Petco is introducing a subscription with FreshPet, a popular D2C brand. It’s an industry first from a national bricks-and-mortar chain.
Customers complete a short questionnaire about their dog's sensitivities and health goals and get a plan personalized to breed, age and activity level. Priced at about $3 per day, the program is starting in 15 states and is expected to be available nationally later this year.
Based in San Diego, Petco cites industry data predicting sales of fresh and frozen pet foods may grow to $6 billion annually in the next four years, an increase of roughly four times the current size.
Petco also announced that sales in its fourth quarter rose 4.2% to $1.58 billion -- a record. Comparable sales gained 5.3%. Those gains were fueled by strength in consumable products, which improved more than 12% in the quarter
Net income advanced 12.9% to $32.7 million, up from $29 million in the comparable period of 2021.The company says the healthy performance proves "the enduring strength of the pet category and Petco's ability to grow through economic cycles."
Resilience in its consumables and services growth and continued expense discipline are all positives, writes Peter Benedict, an analyst who covers the company for Baird.
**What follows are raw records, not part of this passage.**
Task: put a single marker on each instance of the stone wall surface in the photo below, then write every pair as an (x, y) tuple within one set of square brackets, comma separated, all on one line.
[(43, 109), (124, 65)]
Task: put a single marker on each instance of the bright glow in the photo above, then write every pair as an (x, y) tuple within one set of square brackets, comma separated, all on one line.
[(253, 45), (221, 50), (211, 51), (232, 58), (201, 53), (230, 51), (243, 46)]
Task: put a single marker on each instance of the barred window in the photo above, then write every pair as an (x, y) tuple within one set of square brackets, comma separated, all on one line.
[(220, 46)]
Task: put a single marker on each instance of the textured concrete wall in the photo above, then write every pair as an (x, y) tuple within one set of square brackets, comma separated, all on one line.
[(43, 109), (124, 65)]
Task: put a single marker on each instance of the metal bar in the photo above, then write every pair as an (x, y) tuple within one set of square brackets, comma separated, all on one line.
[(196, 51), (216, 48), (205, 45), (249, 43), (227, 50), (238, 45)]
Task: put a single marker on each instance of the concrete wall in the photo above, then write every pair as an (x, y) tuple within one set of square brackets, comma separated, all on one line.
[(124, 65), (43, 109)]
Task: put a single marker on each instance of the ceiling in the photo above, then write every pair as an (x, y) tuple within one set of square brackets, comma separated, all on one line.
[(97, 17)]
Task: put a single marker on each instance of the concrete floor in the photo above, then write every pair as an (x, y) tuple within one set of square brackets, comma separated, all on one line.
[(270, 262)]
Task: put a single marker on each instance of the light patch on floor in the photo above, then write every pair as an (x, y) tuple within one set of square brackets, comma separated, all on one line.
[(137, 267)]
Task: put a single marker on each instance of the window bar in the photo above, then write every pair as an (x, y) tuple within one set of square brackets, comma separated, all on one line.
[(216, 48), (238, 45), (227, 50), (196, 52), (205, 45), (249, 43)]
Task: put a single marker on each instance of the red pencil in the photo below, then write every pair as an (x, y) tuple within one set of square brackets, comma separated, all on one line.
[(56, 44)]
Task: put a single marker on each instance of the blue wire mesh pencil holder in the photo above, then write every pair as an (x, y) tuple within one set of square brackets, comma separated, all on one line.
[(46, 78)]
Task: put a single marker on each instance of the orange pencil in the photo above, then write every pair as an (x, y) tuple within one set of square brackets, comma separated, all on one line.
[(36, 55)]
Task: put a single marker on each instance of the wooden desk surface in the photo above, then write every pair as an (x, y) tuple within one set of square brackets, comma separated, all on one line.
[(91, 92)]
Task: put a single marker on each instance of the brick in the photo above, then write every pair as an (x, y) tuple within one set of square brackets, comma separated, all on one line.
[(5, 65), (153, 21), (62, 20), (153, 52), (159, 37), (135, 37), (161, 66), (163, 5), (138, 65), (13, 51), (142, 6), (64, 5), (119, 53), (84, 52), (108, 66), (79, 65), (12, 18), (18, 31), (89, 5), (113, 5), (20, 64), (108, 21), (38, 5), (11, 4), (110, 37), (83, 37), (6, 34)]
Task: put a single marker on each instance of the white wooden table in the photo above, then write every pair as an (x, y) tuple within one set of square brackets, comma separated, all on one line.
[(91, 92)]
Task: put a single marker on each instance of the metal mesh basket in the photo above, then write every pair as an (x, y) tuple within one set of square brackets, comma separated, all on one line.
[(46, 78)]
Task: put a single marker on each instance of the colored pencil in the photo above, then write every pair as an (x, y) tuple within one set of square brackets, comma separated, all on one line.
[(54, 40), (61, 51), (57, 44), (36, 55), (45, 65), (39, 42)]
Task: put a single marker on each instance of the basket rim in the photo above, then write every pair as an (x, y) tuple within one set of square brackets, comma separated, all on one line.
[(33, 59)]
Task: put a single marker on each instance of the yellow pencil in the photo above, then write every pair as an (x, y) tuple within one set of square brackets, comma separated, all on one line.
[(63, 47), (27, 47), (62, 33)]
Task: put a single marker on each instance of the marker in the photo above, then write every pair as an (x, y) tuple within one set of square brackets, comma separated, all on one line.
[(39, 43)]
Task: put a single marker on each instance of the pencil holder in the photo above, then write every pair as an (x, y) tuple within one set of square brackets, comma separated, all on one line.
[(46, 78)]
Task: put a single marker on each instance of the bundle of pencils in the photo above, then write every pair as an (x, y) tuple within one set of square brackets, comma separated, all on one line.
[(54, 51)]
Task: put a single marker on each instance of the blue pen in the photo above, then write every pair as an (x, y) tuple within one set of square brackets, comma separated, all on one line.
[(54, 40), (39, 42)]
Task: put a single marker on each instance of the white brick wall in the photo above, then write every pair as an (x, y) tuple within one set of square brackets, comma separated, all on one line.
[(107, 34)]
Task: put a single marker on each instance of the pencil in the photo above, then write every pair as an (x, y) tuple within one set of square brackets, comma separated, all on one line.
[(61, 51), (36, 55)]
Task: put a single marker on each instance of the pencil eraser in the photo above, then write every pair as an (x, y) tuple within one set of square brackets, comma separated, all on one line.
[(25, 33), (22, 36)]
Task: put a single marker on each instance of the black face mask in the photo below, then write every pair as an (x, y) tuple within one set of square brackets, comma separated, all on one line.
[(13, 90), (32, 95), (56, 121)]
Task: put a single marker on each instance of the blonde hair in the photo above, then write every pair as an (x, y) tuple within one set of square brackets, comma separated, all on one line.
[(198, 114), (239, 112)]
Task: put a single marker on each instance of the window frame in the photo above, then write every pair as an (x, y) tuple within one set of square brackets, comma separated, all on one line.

But Petco's sustained weakness in discretionary categories and disappointing guidance for the year ahead aren't.
The pessimistic outlook also concerns Seth Basham, who follows Petco for Wedbush. Still, he expects it to continue to outperform competitors. "We continue to see long-term value in Petco's holistic pet care model and growing recurring revenue streams."
Chewy, its ecommerce rival, also posted record sales, as well as a subdued forecast. The Plantation, Florida-based company says revenue for its fiscal fourth quarter jumped $2.71 billion, a gain of 13.4%. Adjusted net income clocked in at $69.6 million, an increase of $117.4 million from the comparable period of 2021.
And Basham notes the company now expects most of its growth to come from existing customers and is still dealing with a "hangover from the outsized and higher churning pandemic cohorts persisting at least through the first half of this year."
He still expects the company to outperform. "We believe that the underlying customer fundamentals and operating performance are on the right trajectory, with long-term potential now augmented by international expansion, while initiatives such as sponsored ads and healthcare ramp in 2023."
But Deutsche Bank's Lee Horowitz is downgrading Chewy, recommending it as a hold rather than a buy. Calling the move "a prolonged puppy pause," he points to a quarterly decline of 120,000 customers.
“Most concerning to us, the outlook for 2023 suggests that while users will flip positive this year, the magnitude of that user growth is likely tepid at best."